The DAX Index added 1.7 percent to 6,704.5 in Frankfurt as the Federal Open Market Committee, led by Fed Chairman Ben S. Bernanke, continued deliberations for a second day. The benchmark gauge yesterday rebounded from the lowest level in almost three months as a report showed sales of new U.S. homes exceeded economists’ forecasts in March. The broader HDAX Index increased 1.8 percent today.
“The Fed has no desire to go into more quantitative easing in a meaningful way but Bernanke is trying to cover all avenues and not be accused of changing policy dramatically,” Chris Beauchamp, an analyst at IG Index in London, said in reference to the central bank’s policy of buying bonds to stimulate the economy. “In Europe, ECB operations have shown it has the ability to ease conditions.”
The Fed panel will today probably repeat that subdued inflation and economic slack will result in “exceptionally low” interest rates through at least late 2014 in the world’s largest economy, economists said.
Europe Credit Flow
The ECB said in its quarterly Bank Lending Survey that banks tightened credit standards much less in the first quarter than in the previous three months and expect more demand for corporate loans in the second quarter.
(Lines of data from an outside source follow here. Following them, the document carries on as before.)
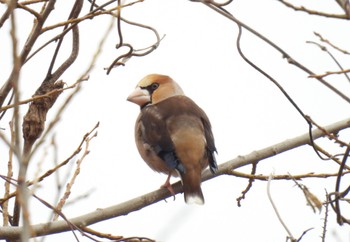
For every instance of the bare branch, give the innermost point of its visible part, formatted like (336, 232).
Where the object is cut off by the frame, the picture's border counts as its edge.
(290, 236)
(313, 12)
(161, 194)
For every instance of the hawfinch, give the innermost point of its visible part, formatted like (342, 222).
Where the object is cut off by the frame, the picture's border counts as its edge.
(173, 135)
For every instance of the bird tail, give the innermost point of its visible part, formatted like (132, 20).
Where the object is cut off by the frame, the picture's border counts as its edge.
(192, 188)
The DAX (DAX) has gained 30 percent since September as the ECB lent more than $1.3 trillion to financial companies to stop credit markets from freezing.
Commerzbank climbed 5.2 percent to 1.62 euros. Deutsche Bank increased 2.1 percent to 34.14 euros.
Siemens added 1 percent to 70.53 euros. The company said today it now expects annual net income from continued operations of 5.2 billion euros ($6.9 billion) to 5.4 billion euros, down from a 6 billion-euro target. Analysts foresaw a cut of that magnitude. Siemens’ second-quarter profit missed estimates.
Analysts have cut their 2012 earnings estimates for the German company to 6.43 euros from 8 euros in March 2011, according to estimates compiled by Bloomberg.
“Unnoticed in the dust of health-care growth pains, energy margin pressure, industry macro concerns and execution issues, Siemens has become an attractively valued share with low expectations,” Commerzbank analyst Ingo-Martin Schachel wrote in a report today, as the bank raised its recommendation to “buy” from “hold.”
Lufthansa, Europe’s second-biggest airline, rose 3.8 percent to 9.93 euros. The stock was added to a list of “Best Ideas” in Europe by Morgan Stanley analysts in a report today. The bank also raised its price estimate for the shares to 14.35 euros from 14.25 euros previously.
Bayer AG (BAYN), the country’s largest drugmaker, rose 2.2 percent to 53.21 euros. The company is close to doing a multi-billion- euro acquisition, Reuters reported, citing unidentified sources and without providing more details. Christian Hartel, a spokesman for the company in Leverkusen, Germany, declined to comment. Standard & Poor’s raised the outlook for Bayer’s credit rating to positive from stable.
K+S AG (SDF), Europe’s biggest potash producer, added 4.4 percent to 37.61 euros. Mosaic Co., the largest North American maker of phosphate crop nutrients, said sales volumes for potash and phosphate in the quarter through May will be at the upper end of its previous forecast as demand increases.
KUKA AG (KU2), which manufactures production equipment, gained 4.9 percent to 17.67 euros. The stock was raised to buy from hold at Berenberg Bank.